What are we doing now for arguson?

On Fri, Feb 6, 2015 at 11:31 AM, Joseph W. Brown notifications@github.com wrote:

Just to make it more complicated: are we interested in sources that support actual edges in the returned tree (i.e. source passes through both the parent and child node)? For sparse trees, there may be no such supporting sources (well, maybe taxonomy).

— Reply to this email directly or view it on GitHub https://github.com/OpenTreeOfLife/treemachine/issues/163#issuecomment-73265117 .

jar398 commented 9 years ago

The idea is this: Any tree that's returned constitutes a set of claims about how evolution happened. The custom in science is to back up one's claims either with evidence or with a citation. So what are the publications that back up the claims? It's only necessary to give a sufficient set, not an exhaustive set. And yes, if taxonomy is all we have, that is what we say backs up the claims.

Edges are not claims; the claims are things like A and B are closer to one another than they are to C.

Jonathan

On Fri, Feb 6, 2015 at 11:31 AM, Joseph W. Brown notifications@github.com wrote:

Just to make it more complicated: are we interested in sources that support actual edges in the returned tree (i.e. source passes through both the parent and child node)? For sparse trees, there may be no such supporting sources (well, maybe taxonomy).

— Reply to this email directly or view it on GitHub https://github.com/OpenTreeOfLife/treemachine/issues/163#issuecomment-73265117 .

kcranston commented 8 years ago

Pinging this issue again. Does the new synthesis format make it easier to return sources?

jar398 commented 8 years ago

It sure should. This is what​ https://github.com/OpenTreeOfLife/opentree/wiki/Open-Tree-of-Life-APIs-v3#conflict-api-response-node-fields is about. The section claims to be about conflict but it is equally about support.

tm-lite has to ingest the annotations file in any case, so whenever it generates a tree, it can look up the support for every node in the subtree, finding any supported_by and partial_path_of annotations, which are marked with input trees.

josephwb commented 8 years ago

Please explicitly describe how you want these data presented.

josephwb commented 8 years ago

Are there design decisions made about this?
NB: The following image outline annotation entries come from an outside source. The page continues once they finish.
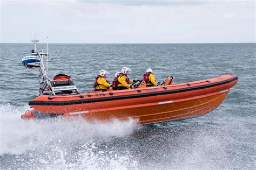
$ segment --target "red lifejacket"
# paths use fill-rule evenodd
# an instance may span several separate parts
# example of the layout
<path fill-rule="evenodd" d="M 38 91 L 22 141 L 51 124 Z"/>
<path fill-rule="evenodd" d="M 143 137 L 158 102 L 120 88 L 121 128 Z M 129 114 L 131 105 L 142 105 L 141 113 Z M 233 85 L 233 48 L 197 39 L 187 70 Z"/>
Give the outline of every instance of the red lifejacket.
<path fill-rule="evenodd" d="M 152 83 L 151 82 L 149 81 L 149 76 L 151 74 L 152 74 L 152 73 L 149 72 L 149 73 L 147 73 L 145 74 L 144 75 L 143 75 L 143 80 L 145 81 L 146 83 Z"/>
<path fill-rule="evenodd" d="M 97 87 L 99 85 L 102 85 L 101 84 L 98 83 L 98 79 L 100 77 L 104 77 L 102 76 L 101 75 L 98 75 L 97 77 L 95 77 L 95 81 L 94 85 L 93 85 L 93 88 L 95 90 L 96 89 L 96 87 Z M 106 81 L 109 83 L 109 82 L 107 81 L 106 79 Z"/>
<path fill-rule="evenodd" d="M 126 83 L 127 83 L 128 84 L 130 84 L 130 80 L 129 80 L 129 79 L 128 79 L 128 77 L 127 77 L 127 76 L 126 76 L 125 74 L 124 74 L 124 73 L 120 73 L 119 74 L 118 74 L 118 75 L 117 75 L 117 81 L 118 82 L 118 84 L 121 84 L 121 83 L 118 81 L 118 77 L 121 77 L 121 76 L 125 76 L 125 82 L 126 82 Z"/>
<path fill-rule="evenodd" d="M 117 85 L 118 85 L 118 80 L 117 77 L 114 77 L 114 80 L 112 82 L 112 85 L 113 86 L 113 89 L 116 90 L 117 88 Z"/>

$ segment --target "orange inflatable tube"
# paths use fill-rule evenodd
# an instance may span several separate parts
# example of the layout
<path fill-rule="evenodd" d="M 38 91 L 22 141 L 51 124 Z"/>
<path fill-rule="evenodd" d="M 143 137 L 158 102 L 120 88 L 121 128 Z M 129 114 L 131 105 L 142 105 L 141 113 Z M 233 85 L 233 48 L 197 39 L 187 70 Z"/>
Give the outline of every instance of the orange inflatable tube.
<path fill-rule="evenodd" d="M 29 104 L 39 115 L 79 116 L 87 121 L 133 118 L 140 124 L 152 123 L 210 112 L 221 103 L 238 80 L 235 75 L 225 74 L 171 84 L 172 79 L 169 77 L 165 83 L 171 85 L 78 95 L 41 95 Z M 23 118 L 29 118 L 29 114 L 23 115 Z"/>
Gathering the data is easy; how do you want it returned Arguson is a possible model.

jar398 commented 8 years ago

Design hasn't happened yet. I have assigned this issue to me and will hand it back to you when it's time to implement something.

kcranston commented 8 years ago

Pinging this issue again. It came up during the Phylotastic call today - they are returning OpenTree trees from the induced_subtree and subtree, and would like to provide a list of sources for users. For subtree with arguson, this info is already there, but not for subtree with newick, or for induced_subtree.

Couple of design questions:

jar398 commented 8 years ago

Yes, I think just a list of study ids as additional result, and then maybe we can have a separate OTI method that takes this list as input, and returns study metadata as output?

On Thu, May 5, 2016 at 6:13 PM, Karen Cranston notifications@github.com wrote:

Pinging this issue again. It came up during the Phylotastic call today - they are returning OpenTree trees from the induced_subtree and subtree, and would like to provide a list of sources for users. For subtree with arguson, this info is already there, but not for subtree with newick, or for induced_subtree.

Couple of design questions:

  • return the full support map, or simply a list of supporting studies? I lean slightly towards simply adding a second key to the returned json (something like supporting_studies) which returns a list of studies
  • we will need to return more than 'study_id@tree_id' for this information to be useful (implying a call to other APIs)

— You are receiving this because you were assigned. Reply to this email directly or view it on GitHub https://github.com/OpenTreeOfLife/treemachine/issues/163#issuecomment-217295123

kcranston commented 8 years ago

To clarify, which of the following are you suggesting:

  1. We return a list of studyIDs to the user, and then provide a separate (new) service that they can use to look up publication information for a list of studyIDs
  2. We perform this lookup before returning the data to the user, so that they get a list of publication references and / or DOIs with their subtree
jar398 commented 8 years ago

1.

jar398 commented 8 years ago
  1. Should the tree_of_life methods in question always return this extra information, or only when requested?
  2. Should the methods return a list of annotations, or a list of trees, or a list of studies?
    • Annotations: It's weird to return individual annotations (available through arguson) without indication of which node is annotated. Unprofitable complexity.
    • Trees: If a list of trees, we could reuse the source_id_map format, and that might simplify clients that already know how to process source id maps; but if client just wants a study list, handling a tree list is a burden.
    • Studies: List of study ids is pretty easy to process, but the client might care which tree(s) in the study matter.
  3. Which annotations should affect the result (annotation/tree/study list)?
    • supported_by - yes
    • partial_path_of - not sure. maybe not, as these only corroborate other sources ??
    • resolves - no (we don't care if the synth tree resolves a node in an input tree)
    • resolved_by - no (doesn't happen? node would have been incorporated in synth tree)
    • terminal - no, we are citing sources for the relationships they provide, not the taxa
    • conflicts_with - no

​As Joseph says the implementation is pretty straightforward once we decide exactly what we want. If it's not completely clear can we maybe get prospective users to weigh in?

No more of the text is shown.